I didn’t use the ExampleHumans pipeline. I found it less confusing to make my own pipeline with a handful of images and the LoadData module, I then created a .csv file (image_set.csv) with the path-name and file-name for the images as seen by the cluster, e.g

and ran:
cellprofiler -r -c -p test_pipeline.cppipe --data-file=image_set.csv -o exports/cp_test_output

Seems to work fine (apart from the bodged exit_code). Though I had to change --get-batch-commands to return “cellprofiler” rather than “CellProfiler” when using the CreateBatchFiles module.

@SJWarch Would you please submit your exit-code fix as a pull request on Github? Your solution should be implemented in future releases of CellProfiler.

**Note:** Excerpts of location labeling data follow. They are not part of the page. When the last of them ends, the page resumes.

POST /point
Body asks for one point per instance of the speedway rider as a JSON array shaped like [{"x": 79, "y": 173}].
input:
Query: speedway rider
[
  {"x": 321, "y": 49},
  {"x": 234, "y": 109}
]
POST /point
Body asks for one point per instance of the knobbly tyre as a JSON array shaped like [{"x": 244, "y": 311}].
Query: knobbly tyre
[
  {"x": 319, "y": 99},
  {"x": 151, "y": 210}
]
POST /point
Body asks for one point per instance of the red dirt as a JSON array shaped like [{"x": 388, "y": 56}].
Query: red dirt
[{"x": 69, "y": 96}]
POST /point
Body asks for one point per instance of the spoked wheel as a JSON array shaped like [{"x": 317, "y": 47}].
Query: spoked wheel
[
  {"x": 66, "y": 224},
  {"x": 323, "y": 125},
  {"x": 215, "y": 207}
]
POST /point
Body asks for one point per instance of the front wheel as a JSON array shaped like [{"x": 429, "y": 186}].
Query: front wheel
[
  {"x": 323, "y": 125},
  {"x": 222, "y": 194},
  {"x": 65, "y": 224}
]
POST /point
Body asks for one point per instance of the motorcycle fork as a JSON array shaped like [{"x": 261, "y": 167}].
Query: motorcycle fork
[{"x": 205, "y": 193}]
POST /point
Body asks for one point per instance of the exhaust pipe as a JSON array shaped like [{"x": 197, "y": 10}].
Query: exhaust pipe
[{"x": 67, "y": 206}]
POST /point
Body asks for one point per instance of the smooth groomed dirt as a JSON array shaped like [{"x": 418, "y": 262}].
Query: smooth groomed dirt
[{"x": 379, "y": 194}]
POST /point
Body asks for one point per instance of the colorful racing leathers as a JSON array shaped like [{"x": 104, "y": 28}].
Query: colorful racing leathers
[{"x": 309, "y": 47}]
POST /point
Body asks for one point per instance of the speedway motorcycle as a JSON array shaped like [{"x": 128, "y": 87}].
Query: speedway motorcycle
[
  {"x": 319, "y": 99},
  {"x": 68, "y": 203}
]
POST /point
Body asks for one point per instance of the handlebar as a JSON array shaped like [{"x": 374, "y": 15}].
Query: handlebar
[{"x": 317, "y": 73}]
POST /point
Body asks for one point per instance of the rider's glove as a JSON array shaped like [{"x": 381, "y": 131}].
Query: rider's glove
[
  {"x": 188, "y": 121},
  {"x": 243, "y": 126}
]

If you need instructions on how to submit a pull request please let me know.

@alextruong Were you eventually able to successfully run CP on your cluster?

Ah, I forgot to reply to this. Yes, I was able to several times, each time with git clones of the entire repo. The current version on our cluster now (in a sort of soft-launch state) is from a clone from roughly 11:30am ET this morning.

Some quirks, while I’m here: I tested (again) with ExampleHumanImages from the examples page on the website, and the files are different from when I ran it on my local machine. Presumably this is due to floating point shenanigans. In order to actually execute, I needed to add the CreateBatchFiles module to the example pipeline in the GUI interface before it could work (via cellprofiler -c -r -p Batch_data.h5). It does not work when I simply try to execute the pipeline file. Also, I was still able to summon the GUI (via X11), but it does not exit cleanly: the GUI window freezes, and the terminal window shows the following:

INFO:cellprofiler.gui.moduleview:Exiting the pipeline validation thread

but doesn’t actually close until I ctrl+c. Otherwise, it’s pretty functional.